The first iteration of The Bitcoin Academy – Jack Dorsey and Jay Z’ (Shawn Carters) ‘s Bitcoin education program – has come to a close.
After 12 weeks, the initiative ended by airdropping $1000 in Bitcoin to all participants who opted to receive a grant.
Jack and Jay Z’s Parting Gift
As reported by Business Insider, the entire program, including the final airdrop, was personally funded by both Jay-Z and Jack Dorsey. Though it’s unclear exactly how many people received the airdrop, an email from Jay’s mother revealed that the program was attended by over 350 Marcy residents.
“Marcy residents showed up,” she said. “What also matters is providing the necessary resources such as dinner, childcare, devices, internet access, dedicated staff and instructors so that as many people as possible could participate in person and online.”
The Bitcoin Academy was announced in early June as an in-person program for delivering Bitcoin education and resources to the residents of Marcy Houses, New York – where Jay Z grew up. It lasted from June 22nd until September 7th.
At the time, the organizers were transparent about participants receiving various rewards, including free MiFi devices, one-year data plans, and smartphones.
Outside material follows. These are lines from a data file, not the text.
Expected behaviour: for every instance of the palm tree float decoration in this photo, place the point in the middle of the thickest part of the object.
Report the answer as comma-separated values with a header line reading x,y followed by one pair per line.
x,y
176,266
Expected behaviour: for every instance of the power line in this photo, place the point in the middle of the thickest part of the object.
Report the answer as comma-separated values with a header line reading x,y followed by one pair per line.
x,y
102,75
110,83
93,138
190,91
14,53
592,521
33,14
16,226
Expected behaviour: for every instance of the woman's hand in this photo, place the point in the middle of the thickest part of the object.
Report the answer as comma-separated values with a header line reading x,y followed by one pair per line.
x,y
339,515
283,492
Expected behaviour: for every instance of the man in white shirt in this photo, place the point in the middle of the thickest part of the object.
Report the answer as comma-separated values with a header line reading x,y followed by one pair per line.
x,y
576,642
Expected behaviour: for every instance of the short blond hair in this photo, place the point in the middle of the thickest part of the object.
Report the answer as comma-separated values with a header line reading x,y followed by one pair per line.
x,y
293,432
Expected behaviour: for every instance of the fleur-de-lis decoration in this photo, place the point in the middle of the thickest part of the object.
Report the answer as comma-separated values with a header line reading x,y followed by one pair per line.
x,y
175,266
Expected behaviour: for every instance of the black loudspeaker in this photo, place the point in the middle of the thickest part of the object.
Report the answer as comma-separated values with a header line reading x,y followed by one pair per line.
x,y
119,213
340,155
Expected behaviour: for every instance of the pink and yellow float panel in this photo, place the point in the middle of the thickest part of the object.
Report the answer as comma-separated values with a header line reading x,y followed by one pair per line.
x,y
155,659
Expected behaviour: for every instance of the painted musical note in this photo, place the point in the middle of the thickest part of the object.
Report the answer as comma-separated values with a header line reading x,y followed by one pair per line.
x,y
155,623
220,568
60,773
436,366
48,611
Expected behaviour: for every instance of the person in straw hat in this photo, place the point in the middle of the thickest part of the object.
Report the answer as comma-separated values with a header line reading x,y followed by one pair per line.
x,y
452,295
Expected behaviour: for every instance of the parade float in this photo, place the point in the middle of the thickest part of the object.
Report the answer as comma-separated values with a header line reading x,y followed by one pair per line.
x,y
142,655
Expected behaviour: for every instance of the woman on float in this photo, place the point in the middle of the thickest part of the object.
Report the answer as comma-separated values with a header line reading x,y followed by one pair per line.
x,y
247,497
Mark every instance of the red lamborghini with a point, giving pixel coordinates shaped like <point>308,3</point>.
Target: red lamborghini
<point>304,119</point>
Other benefits, such as the free childcare provided by the program, enticed certain residents to attend. The Bitcoin gift, however, was a last-minute surprise.
What the Program Taught
Some of the courses covered by the event included titles like “Wealth Building and Assets,” “Why Decentralization Matters,” “Staying Safe from Scammers,” “Bitcoin & Taxes,” and “Careers in Crypto,” as well as others. All courses were recorded and remain available online – but only for Marcy residents.
“A lot of times, the information doesn’t get to our community,” explained Lamar Wilson, an Academy instructor and founder of Black Bitcoin Billionaire. “Not because people are being intentionally discriminatory, it’s because they’re not being intentional about getting the information there.”
As he noted, many of the residents were able to understand even complex and technical concepts like Bitcoin mining once they were explained to them. They were also taught about how Bitcoin can be used as a tool for building “generational wealth,” which resonated with many attendees.
Wilson, in particular, was intrigued by how Bitcoin can be a tool for historically oppressed groups to protect their wealth from confiscation. One Marcy resident – Mariela Regalado – recognized Bitcoin as a tool that can help secure a financial future for her daughter.
“I’m stacking stacks for her, and I probably wasn’t gonna be able to say that back in June before the Academy, but now I can, because now I know what all that means,” she said.
Both Wilson and Regalado stressed that students of the academy were in no way pressured to buy or trade Bitcoin but were simply educated on it. “It always felt like we’re at a family dinner, and like that cousin that discovered Bitcoin is telling everybody else about it,” said Regalado.